Note also the piece on the ArtsFund that includes some insightful words from Mr. Mudge. Arts funding is something that needs to be addressed and I hope to write more about it here. I was talking to Bruce Miller the other day and he was giving me comparative figures on the amount of support arts organizations get in Virginia versus other states. It’s pretty staggering. People who blithely talk about how Richmond theater is lame compared to other cities are usually blaming the victims. It’s amazing how well the theaters here are doing given their comparative disadvantage. When I get more specific numbers from Bruce, I’ll be sure and post them.

Finally, I picked up last week’s Brick and noticed a picture on the back page of the kids from “A Christmas Story” signing autographs. Since I only pick up a Brick occasionally, I don’t know if they’re stepping up their theater coverage – I tend to doubt it – but that picture was at least an acknowledgement that theater exists here. You gotta accept the small victories.


Anonymous said...

That Arts Fund piece is amazing and depressing all at the same time. If you are looking for comparable cities to Richmond, every time I am in Louisville it reminds me of Richmond and their United Arts Fund raised over $5 million last year. Hell, even here in Lex Vegas, with a county population of 270,000, our arts fund brought in over $1 million, plus an additional $300,000 was raised in a matching challenge grant made by our city government...and we are even more strapped for a corporate base than Richmond is.

That goes back to my previous post about whether or not Richmond has the will to support a LORT theatre.

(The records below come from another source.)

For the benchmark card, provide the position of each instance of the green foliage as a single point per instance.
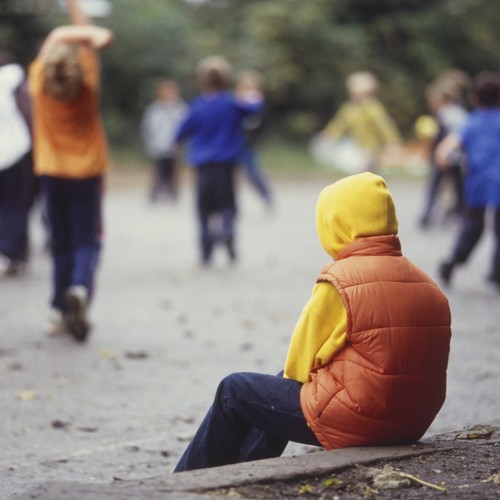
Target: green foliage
(304, 49)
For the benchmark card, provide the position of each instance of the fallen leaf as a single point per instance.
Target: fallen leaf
(26, 395)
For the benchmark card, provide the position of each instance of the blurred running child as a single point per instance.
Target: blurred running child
(480, 140)
(214, 130)
(16, 168)
(250, 81)
(159, 124)
(445, 104)
(364, 120)
(71, 156)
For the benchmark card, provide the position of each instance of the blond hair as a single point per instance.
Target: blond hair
(63, 74)
(361, 83)
(214, 73)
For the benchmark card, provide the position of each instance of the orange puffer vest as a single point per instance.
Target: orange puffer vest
(389, 382)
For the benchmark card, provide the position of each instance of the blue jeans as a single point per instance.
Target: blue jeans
(253, 416)
(216, 204)
(472, 228)
(74, 215)
(17, 185)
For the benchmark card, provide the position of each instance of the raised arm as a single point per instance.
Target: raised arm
(94, 37)
(76, 13)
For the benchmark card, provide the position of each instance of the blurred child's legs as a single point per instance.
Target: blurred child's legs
(216, 207)
(74, 213)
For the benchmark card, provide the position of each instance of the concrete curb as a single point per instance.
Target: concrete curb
(193, 484)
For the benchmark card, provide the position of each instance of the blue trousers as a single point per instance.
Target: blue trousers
(74, 215)
(216, 204)
(470, 233)
(253, 416)
(16, 197)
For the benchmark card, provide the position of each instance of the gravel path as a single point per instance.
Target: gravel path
(124, 404)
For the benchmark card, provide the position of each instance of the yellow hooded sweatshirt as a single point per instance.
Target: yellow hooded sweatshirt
(320, 332)
(372, 344)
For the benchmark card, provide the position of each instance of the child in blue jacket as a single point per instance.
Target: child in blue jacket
(214, 130)
(480, 140)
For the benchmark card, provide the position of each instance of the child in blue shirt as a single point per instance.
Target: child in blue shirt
(480, 140)
(214, 130)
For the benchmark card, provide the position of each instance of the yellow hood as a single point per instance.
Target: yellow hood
(354, 207)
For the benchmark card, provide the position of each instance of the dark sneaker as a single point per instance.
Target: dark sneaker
(445, 272)
(231, 251)
(76, 315)
(11, 267)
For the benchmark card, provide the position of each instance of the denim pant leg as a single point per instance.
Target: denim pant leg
(16, 193)
(73, 210)
(253, 416)
(470, 233)
(85, 221)
(495, 271)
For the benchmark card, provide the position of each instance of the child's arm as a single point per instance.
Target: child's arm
(319, 334)
(76, 14)
(449, 144)
(92, 36)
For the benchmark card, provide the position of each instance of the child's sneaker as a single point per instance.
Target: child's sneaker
(445, 271)
(76, 315)
(56, 324)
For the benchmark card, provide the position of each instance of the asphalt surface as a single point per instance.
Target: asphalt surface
(123, 406)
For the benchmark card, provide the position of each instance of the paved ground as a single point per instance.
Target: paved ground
(124, 405)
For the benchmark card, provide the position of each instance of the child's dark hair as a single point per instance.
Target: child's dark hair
(486, 88)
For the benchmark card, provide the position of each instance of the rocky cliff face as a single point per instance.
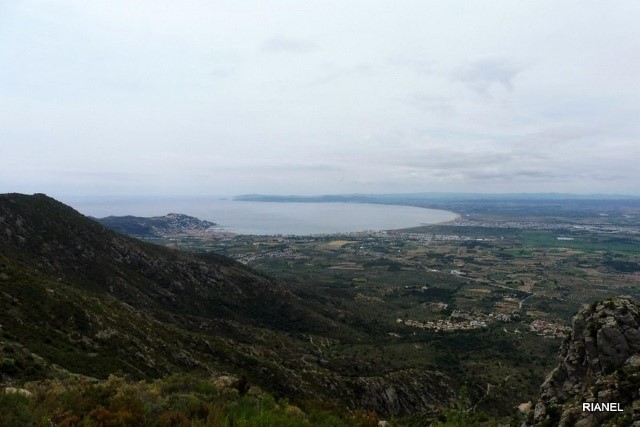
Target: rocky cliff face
(601, 364)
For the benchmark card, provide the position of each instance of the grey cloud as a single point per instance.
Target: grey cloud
(482, 74)
(281, 44)
(433, 104)
(417, 65)
(332, 74)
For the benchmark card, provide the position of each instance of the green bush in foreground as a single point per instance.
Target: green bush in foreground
(179, 400)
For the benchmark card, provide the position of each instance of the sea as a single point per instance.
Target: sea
(270, 218)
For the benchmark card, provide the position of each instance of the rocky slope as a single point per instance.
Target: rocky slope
(75, 296)
(601, 364)
(158, 226)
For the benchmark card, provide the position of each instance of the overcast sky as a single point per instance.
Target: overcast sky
(191, 97)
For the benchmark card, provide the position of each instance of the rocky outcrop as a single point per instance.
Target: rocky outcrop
(601, 364)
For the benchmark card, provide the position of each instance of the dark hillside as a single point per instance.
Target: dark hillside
(77, 297)
(60, 242)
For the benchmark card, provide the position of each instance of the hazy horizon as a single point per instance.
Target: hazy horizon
(192, 98)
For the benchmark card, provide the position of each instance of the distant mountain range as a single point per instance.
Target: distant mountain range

I know the Arts Fund in Richmond is relatively new but I would think it could break $500,000 at least by now..

If people are true about wanting high quality arts and culture, they have to put their money where their mouth is, it isn't going to come free or cheap.


Andrew Hamm said...

I remember reading a few years ago that Virginia is a top-ten state for income and bottom-ten for charitable giving. As Mythbusters' Jamie Hyneman would say, "Well THERE'S your problem!"

hoosier steve said...

I am not sure what it is now, as many states have drastically cut their arts funding, but at one time Virginia ranked not only in the bottom ten, but in fact were below several US territories in funding. Guam did better at supporting the arts than VA did.
I do not believe that Virginia is the bottom any more, but sadly it has more to do with the other states cutting spending, some even going so far as to closing state arts agencies.

Anonymous said...

Hey Mary,

How come you rarely ever mention the director in a review?